1. Los días 2 y 3 de junio de 2006 se llevó a cabo en el Vaticano la Conferencia Internacional organizada por el Pontificio Consejo « Justicia y Paz » sobre el tema: « La lucha contra la corrupción ». En ella participaron altos funcionarios de Organismos Internacionales, estudiosos e intelectuales, embajadores ante la Santa Sede, profesores y expertos. El objetivo de la Conferencia, como afirmó el Cardenal Renato Raffaele Martino[1], era tener un mejor conocimiento del fenómeno de la corrupción, precisar los métodos mejores para contrarrestarlo y clarificar la contribución que la Iglesia puede dar para llevar a cabo esta empresa.

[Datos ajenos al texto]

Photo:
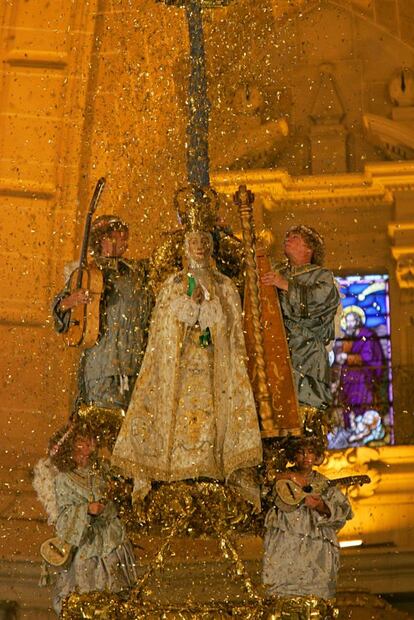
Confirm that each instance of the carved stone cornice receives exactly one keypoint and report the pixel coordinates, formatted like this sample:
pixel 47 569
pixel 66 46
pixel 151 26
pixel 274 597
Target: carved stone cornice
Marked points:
pixel 373 187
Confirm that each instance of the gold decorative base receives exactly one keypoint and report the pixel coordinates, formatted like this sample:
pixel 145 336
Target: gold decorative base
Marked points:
pixel 205 506
pixel 205 4
pixel 105 422
pixel 111 607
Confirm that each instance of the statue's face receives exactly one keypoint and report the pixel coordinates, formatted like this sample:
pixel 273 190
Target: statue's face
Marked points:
pixel 115 244
pixel 296 249
pixel 351 323
pixel 82 449
pixel 305 459
pixel 199 247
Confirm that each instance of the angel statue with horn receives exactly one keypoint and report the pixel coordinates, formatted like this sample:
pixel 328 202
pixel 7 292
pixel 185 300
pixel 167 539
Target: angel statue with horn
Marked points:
pixel 192 414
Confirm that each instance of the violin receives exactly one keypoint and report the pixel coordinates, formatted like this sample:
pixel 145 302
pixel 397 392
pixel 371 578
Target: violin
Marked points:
pixel 292 494
pixel 84 322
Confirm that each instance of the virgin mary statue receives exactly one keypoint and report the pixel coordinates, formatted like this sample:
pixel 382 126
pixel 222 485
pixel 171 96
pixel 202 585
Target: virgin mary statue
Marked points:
pixel 192 414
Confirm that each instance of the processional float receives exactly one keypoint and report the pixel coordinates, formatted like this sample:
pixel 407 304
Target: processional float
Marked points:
pixel 211 508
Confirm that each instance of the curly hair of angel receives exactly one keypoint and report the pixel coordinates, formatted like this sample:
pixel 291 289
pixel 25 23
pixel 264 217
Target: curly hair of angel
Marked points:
pixel 313 240
pixel 62 444
pixel 103 226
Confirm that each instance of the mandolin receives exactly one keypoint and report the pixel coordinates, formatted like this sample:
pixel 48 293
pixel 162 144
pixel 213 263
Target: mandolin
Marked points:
pixel 293 494
pixel 84 325
pixel 56 552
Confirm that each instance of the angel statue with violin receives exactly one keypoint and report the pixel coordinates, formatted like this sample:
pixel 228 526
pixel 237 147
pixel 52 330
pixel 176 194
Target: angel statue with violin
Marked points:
pixel 90 550
pixel 192 414
pixel 301 552
pixel 108 367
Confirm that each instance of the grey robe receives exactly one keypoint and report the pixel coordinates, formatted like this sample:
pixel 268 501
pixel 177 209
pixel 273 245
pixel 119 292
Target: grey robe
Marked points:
pixel 301 552
pixel 107 371
pixel 103 557
pixel 309 307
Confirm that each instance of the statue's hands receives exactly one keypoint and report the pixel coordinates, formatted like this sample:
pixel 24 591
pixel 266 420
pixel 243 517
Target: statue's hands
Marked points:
pixel 272 278
pixel 198 294
pixel 95 508
pixel 315 502
pixel 77 298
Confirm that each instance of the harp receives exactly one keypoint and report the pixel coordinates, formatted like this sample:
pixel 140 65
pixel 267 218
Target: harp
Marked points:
pixel 269 364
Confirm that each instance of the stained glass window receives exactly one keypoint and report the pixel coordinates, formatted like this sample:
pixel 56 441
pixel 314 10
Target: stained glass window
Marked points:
pixel 362 412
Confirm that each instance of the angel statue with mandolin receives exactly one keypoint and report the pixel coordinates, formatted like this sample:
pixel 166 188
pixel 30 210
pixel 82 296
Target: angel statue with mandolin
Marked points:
pixel 122 304
pixel 91 551
pixel 301 551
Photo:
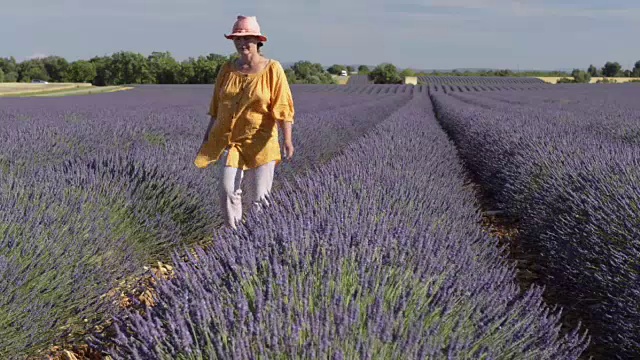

Diversos e ilustres relatores, estudiosos y expertos del fenómeno en cuestión, ayudaron a los participantes a tener un cuadro más amplio de lo que es la corrupción y de lo que a nivel mundial se hace para contrarrestarla (Antonio Maria Costa)[2], tanto en el sector privado (François Vincke)[3] como en el público (David Hall)[4], en la sociedad civil (Jong-Sung You)[5], en los países ricos y en los países pobres (Eva Joly)[6], poniendo en evidencia el fuerte impacto de este fenómeno en los países pobres del mundo (Cobus de Swardt)[7] y las características de una cultura de la corrupción (Paul Wolfowitz)[8]. S.E. Monseñor Giampaolo Crepaldi[9] presentó las líneas de lo que la doctrina social de la Iglesia enseña sobre tal cuestión.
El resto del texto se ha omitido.